Cluster Computing with HTCondor

submitter.icecube.wisc.edu

IceCube has an HTCondor compute cluster at UW-Madison, colloquially called NPX:

dschultz@pub1 ~ $ ssh submitter

================ This is the submit node for the NPX cluster ===============

Policies, Condor documentation, howtos, best practices, etc. can be found
at https://wiki.icecube.wisc.edu/index.php/Condor. Here are highlights:

    * By default, maximum job runtime is 12 hours
    * By default, jobs are allocated 1 CPU core, 1GB of memory, 1GB of disk

dschultz@submitter ~ $

Use this machine for submitting cluster jobs.

Basics of a Cluster Job

You should already have a script or program that you run to create/analyze data and simulation.

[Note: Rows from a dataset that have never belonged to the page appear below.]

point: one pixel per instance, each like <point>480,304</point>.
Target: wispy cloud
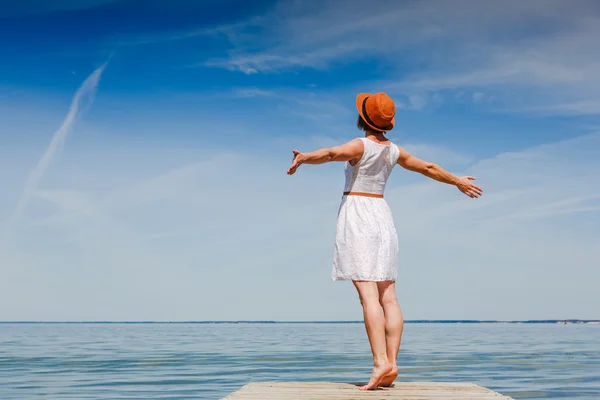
<point>188,226</point>
<point>546,60</point>
<point>85,93</point>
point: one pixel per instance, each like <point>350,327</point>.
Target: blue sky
<point>145,144</point>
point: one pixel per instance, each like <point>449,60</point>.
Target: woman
<point>366,244</point>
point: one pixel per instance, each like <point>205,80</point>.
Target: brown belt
<point>379,196</point>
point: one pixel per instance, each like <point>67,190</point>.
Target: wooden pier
<point>348,391</point>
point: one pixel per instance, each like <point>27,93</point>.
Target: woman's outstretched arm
<point>434,171</point>
<point>351,151</point>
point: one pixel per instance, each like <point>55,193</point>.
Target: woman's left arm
<point>434,171</point>
<point>350,151</point>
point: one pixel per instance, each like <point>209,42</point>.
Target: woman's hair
<point>362,125</point>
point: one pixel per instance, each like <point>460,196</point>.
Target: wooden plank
<point>349,391</point>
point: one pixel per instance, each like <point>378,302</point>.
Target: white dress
<point>366,242</point>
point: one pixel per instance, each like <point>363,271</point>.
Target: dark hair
<point>362,125</point>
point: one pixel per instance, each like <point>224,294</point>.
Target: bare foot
<point>377,375</point>
<point>389,378</point>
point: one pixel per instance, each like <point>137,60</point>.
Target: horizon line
<point>417,321</point>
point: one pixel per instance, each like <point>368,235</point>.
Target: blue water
<point>199,361</point>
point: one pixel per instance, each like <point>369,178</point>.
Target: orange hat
<point>377,110</point>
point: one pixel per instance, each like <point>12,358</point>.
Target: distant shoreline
<point>549,321</point>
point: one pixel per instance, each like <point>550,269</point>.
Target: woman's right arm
<point>434,171</point>
<point>351,151</point>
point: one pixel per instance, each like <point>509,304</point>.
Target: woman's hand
<point>296,162</point>
<point>465,185</point>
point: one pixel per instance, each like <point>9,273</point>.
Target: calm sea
<point>208,361</point>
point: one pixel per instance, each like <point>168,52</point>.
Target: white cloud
<point>234,226</point>
<point>468,45</point>
<point>85,92</point>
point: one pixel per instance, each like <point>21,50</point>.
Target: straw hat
<point>377,110</point>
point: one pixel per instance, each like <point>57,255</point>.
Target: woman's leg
<point>394,324</point>
<point>375,325</point>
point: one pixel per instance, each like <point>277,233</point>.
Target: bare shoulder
<point>349,151</point>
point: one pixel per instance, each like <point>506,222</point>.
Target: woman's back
<point>371,172</point>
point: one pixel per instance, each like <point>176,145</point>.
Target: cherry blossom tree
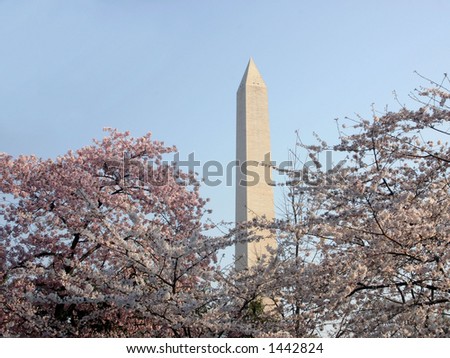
<point>104,241</point>
<point>378,229</point>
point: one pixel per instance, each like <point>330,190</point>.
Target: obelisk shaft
<point>254,195</point>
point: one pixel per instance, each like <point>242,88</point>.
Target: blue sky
<point>70,68</point>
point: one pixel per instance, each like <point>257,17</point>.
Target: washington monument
<point>254,198</point>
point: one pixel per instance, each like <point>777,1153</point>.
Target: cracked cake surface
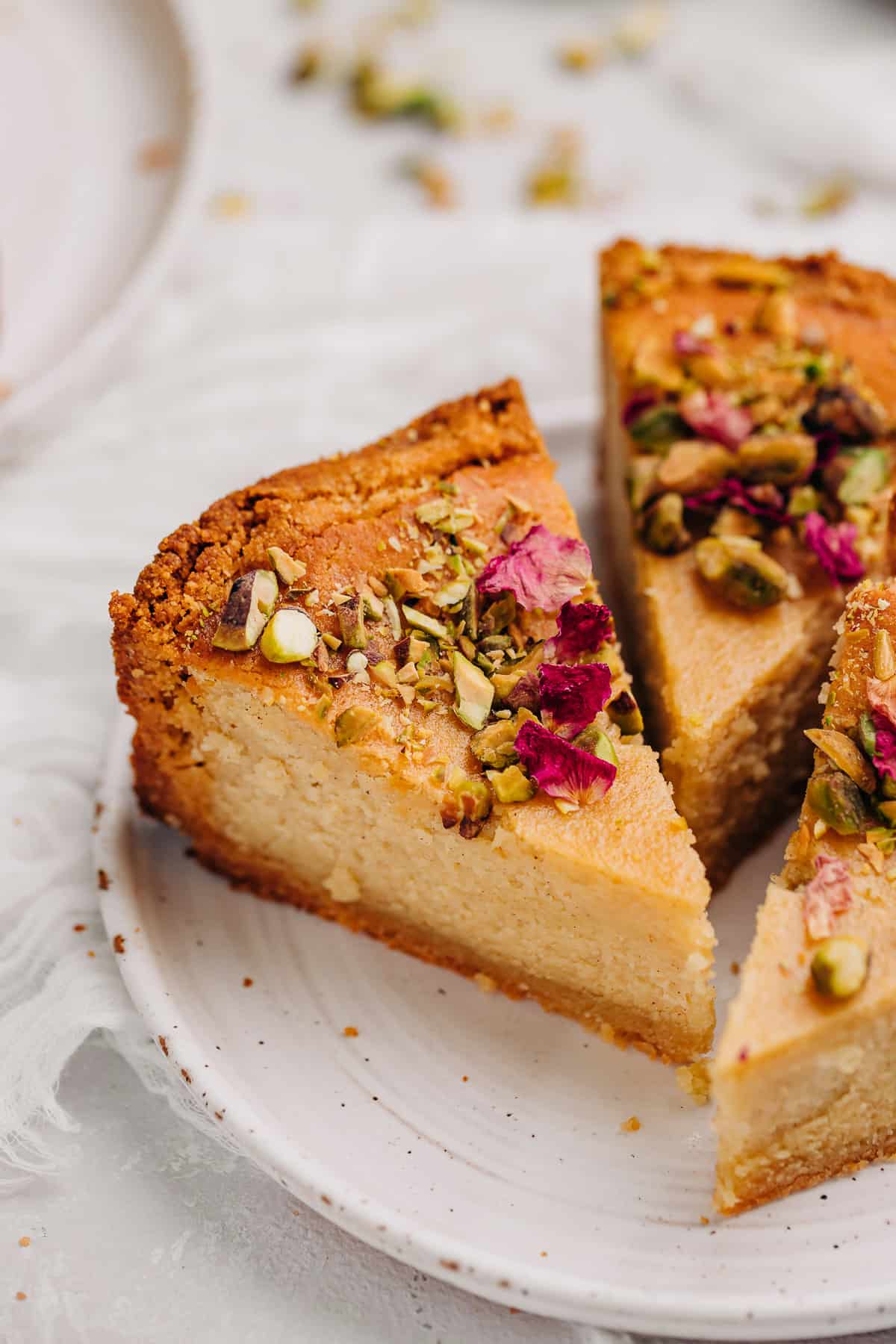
<point>453,759</point>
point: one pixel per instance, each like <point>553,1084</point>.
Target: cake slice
<point>385,688</point>
<point>805,1078</point>
<point>748,468</point>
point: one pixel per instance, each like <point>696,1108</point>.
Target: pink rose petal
<point>573,695</point>
<point>543,570</point>
<point>827,895</point>
<point>582,628</point>
<point>561,769</point>
<point>833,544</point>
<point>715,416</point>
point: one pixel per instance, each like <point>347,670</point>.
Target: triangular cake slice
<point>805,1078</point>
<point>748,468</point>
<point>410,768</point>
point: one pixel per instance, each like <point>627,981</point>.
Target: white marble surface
<point>148,1231</point>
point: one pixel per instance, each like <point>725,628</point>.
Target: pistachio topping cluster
<point>511,644</point>
<point>754,444</point>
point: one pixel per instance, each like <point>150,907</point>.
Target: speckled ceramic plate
<point>102,137</point>
<point>477,1139</point>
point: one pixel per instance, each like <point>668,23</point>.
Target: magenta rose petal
<point>543,570</point>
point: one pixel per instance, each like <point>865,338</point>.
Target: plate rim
<point>539,1289</point>
<point>73,370</point>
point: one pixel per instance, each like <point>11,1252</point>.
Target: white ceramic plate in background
<point>85,233</point>
<point>477,1139</point>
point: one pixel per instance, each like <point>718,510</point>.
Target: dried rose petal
<point>543,570</point>
<point>715,416</point>
<point>582,628</point>
<point>761,500</point>
<point>561,769</point>
<point>833,544</point>
<point>884,756</point>
<point>573,695</point>
<point>827,895</point>
<point>638,402</point>
<point>685,343</point>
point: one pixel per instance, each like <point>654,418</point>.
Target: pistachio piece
<point>421,621</point>
<point>867,475</point>
<point>246,611</point>
<point>289,636</point>
<point>739,571</point>
<point>662,526</point>
<point>840,967</point>
<point>775,458</point>
<point>405,584</point>
<point>494,745</point>
<point>499,615</point>
<point>595,742</point>
<point>803,499</point>
<point>351,623</point>
<point>511,785</point>
<point>839,803</point>
<point>734,522</point>
<point>777,315</point>
<point>659,426</point>
<point>847,413</point>
<point>473,692</point>
<point>884,656</point>
<point>287,570</point>
<point>694,465</point>
<point>642,480</point>
<point>845,754</point>
<point>355,724</point>
<point>625,712</point>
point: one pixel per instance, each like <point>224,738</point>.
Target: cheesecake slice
<point>805,1077</point>
<point>385,688</point>
<point>748,467</point>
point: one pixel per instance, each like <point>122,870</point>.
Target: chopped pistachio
<point>511,785</point>
<point>867,475</point>
<point>840,967</point>
<point>494,745</point>
<point>405,582</point>
<point>473,692</point>
<point>287,570</point>
<point>803,499</point>
<point>775,458</point>
<point>351,620</point>
<point>739,571</point>
<point>421,621</point>
<point>355,724</point>
<point>625,712</point>
<point>642,480</point>
<point>839,803</point>
<point>884,656</point>
<point>662,526</point>
<point>246,611</point>
<point>595,742</point>
<point>845,754</point>
<point>452,593</point>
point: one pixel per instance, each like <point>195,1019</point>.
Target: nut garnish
<point>246,611</point>
<point>840,967</point>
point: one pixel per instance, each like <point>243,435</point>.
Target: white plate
<point>85,233</point>
<point>473,1137</point>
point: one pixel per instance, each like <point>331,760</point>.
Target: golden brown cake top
<point>426,600</point>
<point>758,401</point>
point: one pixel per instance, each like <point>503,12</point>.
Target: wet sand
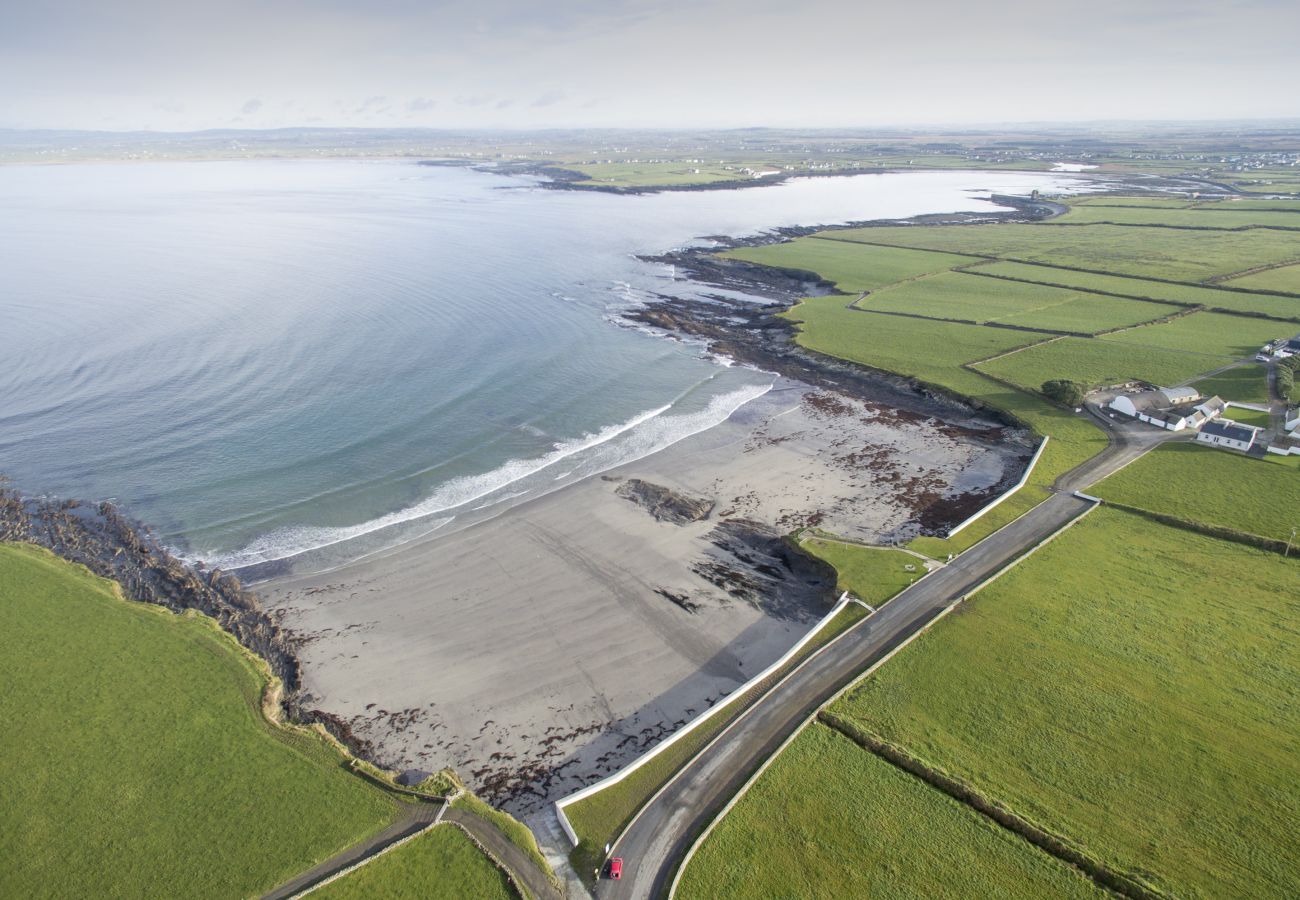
<point>544,648</point>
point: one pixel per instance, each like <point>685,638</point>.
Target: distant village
<point>1182,409</point>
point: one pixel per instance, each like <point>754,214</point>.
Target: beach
<point>544,648</point>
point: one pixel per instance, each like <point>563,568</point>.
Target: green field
<point>934,353</point>
<point>442,864</point>
<point>1210,333</point>
<point>1152,202</point>
<point>1161,252</point>
<point>850,267</point>
<point>870,574</point>
<point>830,820</point>
<point>1130,687</point>
<point>139,762</point>
<point>1283,277</point>
<point>1253,418</point>
<point>654,174</point>
<point>1246,384</point>
<point>957,295</point>
<point>1097,363</point>
<point>1155,290</point>
<point>1209,485</point>
<point>1199,216</point>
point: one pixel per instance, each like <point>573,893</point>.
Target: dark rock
<point>664,503</point>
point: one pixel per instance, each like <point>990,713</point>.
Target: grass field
<point>653,174</point>
<point>1161,252</point>
<point>1210,333</point>
<point>138,761</point>
<point>1197,216</point>
<point>1130,687</point>
<point>1152,202</point>
<point>1204,484</point>
<point>442,864</point>
<point>852,267</point>
<point>1099,362</point>
<point>830,820</point>
<point>1285,277</point>
<point>1253,418</point>
<point>870,574</point>
<point>956,295</point>
<point>1246,384</point>
<point>1155,290</point>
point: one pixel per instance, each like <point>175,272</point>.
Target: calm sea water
<point>268,358</point>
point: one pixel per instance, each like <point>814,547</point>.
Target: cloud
<point>549,99</point>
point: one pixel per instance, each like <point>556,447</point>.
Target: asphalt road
<point>417,817</point>
<point>662,834</point>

To run this on a cluster, you need to eliminate:

  • user input
  • screen graphics
  • any other interactive features

The basic job framework is strictly file-based input/output. Note that this is excellent for IceTray processing, since we have an I3Reader and I3Writer with modules in between.

HTCondor Hello World

HTCondor has lots of options, but we'll only focus on a few. Let's do the most basic thing we can, hello world.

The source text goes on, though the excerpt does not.